FEMA Needs to Improve Program Guidance in Puerto Rico Recovery, GAO Says
SAN JUAN — After hurricanes Irma and Maria struck Puerto Rico in 2017, the Federal Emergency Management Agency (FEMA) identified about more than 9,000 sites needing funds to repair or rebuild.
The large number of damaged sites and delays in establishing cost estimation guidance specific to Puerto Rico have presented challenges to developing recovery projects, FEMA and Puerto Rico officials told the agency that the U.S. Congress uses to audit the progress, the Government Accountability Office (GAO), for its most recent report on the pace of the island’s recovery, titled, “FEMA Actions Needed to Strengthen Project Cost Estimation and Awareness of Program Guidance.”
FEMA and Puerto Rico manage a Public Assistance Program that provides federal funds to state and local governments and some nonprofits to help in recovery efforts.
FEMA issued recovery policy and guidance for Puerto Rico, “but figuring out which guidance to follow and accessing it can be difficult,” the GAO said about the findings in its February report, which suggests FEMA should also improve its cost estimation guidance.
The GAO reviewed FEMA’s cost estimation guidance as well as documentation and data on the Public Assistance program through September 2019. It conducted site visits and interviewed FEMA and Puerto Rico officials regarding the status of recovery efforts.
GAO recommends that the Department of Homeland Security: Directorate of Emergency Preparedness and Response: Federal Emergency Management Agency “(1) revise its cost estimating guidance for Public Assistance to more fully adhere to best practices and, (2) develop a repository of current applicable Public Assistance guidance available to all relevant recovery partners in Puerto Rico,” the GAO said.
The accountability agency now expects FEMA to take the relevant actions in response to the recommendations before it provides “updated information.”
In a summary of its report, the GAO says that as of Sept. 30, 2019, FEMA had obligated nearly $6 billion in Public Assistance grants to Puerto Rico for 1,558 projects since the September 2017 hurricanes.
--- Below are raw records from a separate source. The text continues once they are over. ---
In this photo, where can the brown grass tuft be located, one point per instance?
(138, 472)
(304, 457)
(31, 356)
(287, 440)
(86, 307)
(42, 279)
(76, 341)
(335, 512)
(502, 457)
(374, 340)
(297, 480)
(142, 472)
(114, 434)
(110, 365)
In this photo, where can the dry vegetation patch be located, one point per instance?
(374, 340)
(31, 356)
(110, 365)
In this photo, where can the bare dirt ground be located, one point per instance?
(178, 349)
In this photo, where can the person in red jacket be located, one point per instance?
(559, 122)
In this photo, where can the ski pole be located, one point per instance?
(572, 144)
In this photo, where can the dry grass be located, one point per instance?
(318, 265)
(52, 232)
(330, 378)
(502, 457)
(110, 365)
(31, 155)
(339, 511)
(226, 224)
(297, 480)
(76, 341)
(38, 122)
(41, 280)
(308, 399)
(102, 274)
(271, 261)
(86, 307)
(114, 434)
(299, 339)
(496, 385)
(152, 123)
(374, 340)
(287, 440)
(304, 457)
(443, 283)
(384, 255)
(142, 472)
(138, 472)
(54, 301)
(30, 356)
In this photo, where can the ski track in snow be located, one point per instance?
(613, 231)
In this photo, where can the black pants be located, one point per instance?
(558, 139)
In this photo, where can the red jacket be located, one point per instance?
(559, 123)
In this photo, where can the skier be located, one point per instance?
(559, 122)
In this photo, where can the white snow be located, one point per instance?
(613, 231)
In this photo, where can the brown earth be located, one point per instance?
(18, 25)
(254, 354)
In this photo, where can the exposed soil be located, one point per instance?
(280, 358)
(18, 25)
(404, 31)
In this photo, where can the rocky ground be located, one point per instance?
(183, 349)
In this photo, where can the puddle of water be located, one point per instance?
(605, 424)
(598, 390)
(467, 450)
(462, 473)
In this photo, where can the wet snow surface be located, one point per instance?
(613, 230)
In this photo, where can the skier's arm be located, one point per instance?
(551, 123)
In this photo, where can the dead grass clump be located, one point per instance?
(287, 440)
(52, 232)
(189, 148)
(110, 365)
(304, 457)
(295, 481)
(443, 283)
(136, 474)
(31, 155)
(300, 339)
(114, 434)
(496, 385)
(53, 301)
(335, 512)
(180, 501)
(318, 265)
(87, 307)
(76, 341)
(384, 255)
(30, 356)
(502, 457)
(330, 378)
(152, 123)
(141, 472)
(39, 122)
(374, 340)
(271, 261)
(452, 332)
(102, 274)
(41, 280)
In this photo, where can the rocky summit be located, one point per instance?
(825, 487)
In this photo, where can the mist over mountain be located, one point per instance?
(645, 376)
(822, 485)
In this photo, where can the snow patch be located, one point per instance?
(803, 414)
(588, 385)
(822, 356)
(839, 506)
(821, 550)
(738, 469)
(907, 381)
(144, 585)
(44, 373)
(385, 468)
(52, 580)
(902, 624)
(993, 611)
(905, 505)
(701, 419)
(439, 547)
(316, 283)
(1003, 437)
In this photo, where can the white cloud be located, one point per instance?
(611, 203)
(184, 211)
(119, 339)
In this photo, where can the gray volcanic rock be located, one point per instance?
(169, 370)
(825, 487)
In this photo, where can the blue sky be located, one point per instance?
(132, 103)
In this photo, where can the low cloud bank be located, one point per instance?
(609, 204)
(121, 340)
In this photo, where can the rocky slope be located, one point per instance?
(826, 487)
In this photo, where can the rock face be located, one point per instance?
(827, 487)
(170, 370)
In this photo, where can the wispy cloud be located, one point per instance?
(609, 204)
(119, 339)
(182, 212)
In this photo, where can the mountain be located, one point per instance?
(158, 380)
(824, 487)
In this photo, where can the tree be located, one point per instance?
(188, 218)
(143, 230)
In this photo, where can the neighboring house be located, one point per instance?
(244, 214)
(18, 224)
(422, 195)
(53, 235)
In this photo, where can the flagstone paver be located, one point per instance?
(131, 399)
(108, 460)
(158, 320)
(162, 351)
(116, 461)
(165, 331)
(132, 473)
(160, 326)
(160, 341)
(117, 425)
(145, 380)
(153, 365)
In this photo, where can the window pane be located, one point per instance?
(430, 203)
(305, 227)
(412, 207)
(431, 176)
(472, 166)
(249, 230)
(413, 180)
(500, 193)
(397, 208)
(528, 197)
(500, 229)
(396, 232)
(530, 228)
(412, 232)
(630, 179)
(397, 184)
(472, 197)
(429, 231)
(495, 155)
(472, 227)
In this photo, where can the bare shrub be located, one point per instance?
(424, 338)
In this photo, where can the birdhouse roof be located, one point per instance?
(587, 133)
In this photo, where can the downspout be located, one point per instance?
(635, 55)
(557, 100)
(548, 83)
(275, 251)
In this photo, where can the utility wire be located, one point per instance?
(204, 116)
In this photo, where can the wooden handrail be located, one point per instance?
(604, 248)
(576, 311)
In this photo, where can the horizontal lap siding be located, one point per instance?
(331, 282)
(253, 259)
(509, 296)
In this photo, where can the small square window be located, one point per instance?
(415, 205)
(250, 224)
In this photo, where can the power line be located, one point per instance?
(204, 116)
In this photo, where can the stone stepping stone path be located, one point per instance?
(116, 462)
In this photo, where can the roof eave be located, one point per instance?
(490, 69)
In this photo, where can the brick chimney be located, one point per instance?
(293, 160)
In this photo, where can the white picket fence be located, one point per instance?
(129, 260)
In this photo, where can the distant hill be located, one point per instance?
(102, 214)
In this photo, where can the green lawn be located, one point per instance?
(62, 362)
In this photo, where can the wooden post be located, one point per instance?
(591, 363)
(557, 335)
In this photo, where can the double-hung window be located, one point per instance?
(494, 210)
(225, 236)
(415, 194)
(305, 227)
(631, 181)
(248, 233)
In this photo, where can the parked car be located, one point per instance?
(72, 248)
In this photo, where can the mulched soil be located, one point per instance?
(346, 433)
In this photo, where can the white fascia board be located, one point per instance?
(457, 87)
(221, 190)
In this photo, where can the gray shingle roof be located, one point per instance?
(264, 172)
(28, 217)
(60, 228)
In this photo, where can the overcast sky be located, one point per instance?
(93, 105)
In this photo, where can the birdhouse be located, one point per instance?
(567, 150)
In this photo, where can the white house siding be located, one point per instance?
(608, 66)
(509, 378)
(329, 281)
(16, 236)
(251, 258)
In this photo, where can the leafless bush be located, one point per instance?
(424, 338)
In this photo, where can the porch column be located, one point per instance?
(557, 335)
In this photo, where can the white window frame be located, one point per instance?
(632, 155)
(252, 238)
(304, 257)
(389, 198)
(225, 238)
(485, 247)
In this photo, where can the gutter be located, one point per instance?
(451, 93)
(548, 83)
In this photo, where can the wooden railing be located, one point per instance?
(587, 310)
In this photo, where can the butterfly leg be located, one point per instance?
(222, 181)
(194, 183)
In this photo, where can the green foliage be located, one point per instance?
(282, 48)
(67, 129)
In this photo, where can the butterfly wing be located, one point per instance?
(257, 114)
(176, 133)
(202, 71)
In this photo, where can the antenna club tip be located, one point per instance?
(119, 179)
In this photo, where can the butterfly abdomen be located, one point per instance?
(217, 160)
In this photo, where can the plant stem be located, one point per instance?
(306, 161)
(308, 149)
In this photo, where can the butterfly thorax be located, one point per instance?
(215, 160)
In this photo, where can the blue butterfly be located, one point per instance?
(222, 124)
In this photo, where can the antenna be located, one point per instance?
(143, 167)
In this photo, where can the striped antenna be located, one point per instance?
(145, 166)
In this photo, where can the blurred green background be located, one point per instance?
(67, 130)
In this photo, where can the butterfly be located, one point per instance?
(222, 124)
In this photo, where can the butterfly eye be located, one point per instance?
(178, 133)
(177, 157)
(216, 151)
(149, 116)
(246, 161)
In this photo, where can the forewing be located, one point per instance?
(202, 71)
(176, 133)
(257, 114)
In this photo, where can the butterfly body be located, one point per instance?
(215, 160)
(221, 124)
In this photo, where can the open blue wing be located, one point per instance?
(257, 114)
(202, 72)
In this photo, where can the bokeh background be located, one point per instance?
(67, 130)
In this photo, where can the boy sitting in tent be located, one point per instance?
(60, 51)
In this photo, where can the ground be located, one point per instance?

Of this $6 billion, $5.1 billion was obligated for emergency work projects such as debris removal and temporary power restoration. However, FEMA and Puerto Rico faced challenges in developing long-term, permanent work projects under the Public Assistance program.
Both parties must agree to fixed cost estimates for these projects before work can begin. FEMA and Puerto Rico had approved fixed cost estimates for 19 projects as of September last year, out of 9,344 damaged sites in Puerto Rico, such as schools, hospitals, and roads. FEMA and Puerto Rico have recently taken actions, including extending the deadline for fixed cost estimates, to address these challenges. However, it is too soon to assess the impact of these actions, the GAO said.
“FEMA has adapted its Public Assistance cost estimating guidance to accurately reflect costs in Puerto Rico but could improve the guidance to further enhance its reliability,” the GAO wrote, adding it “found that FEMA’s guidance substantially or fully met best practices for nine of 12 steps included in the GAO Cost Estimating and Assessment Guide, such as documenting and defining the purpose of the estimate. However, FEMA could improve the guidance in three areas, including analyzing risks and future uncertainties that could affect these estimates.”
FEMA has developed Public Assistance policies and guidance to respond to the recovery conditions in Puerto Rico. However, Puerto Rico government officials GAO spoke with stated that they were not always certain about how to proceed in accordance with FEMA policy because they did not consistently understand what guidance was in effect.
“Further, FEMA does not maintain a repository of Public Assistance guidance available to all recovery partners that includes current applicable guidance. Without real time access to current applicable guidance, recovery partners risk using guidance that has been revised or replaced,” the GAO said.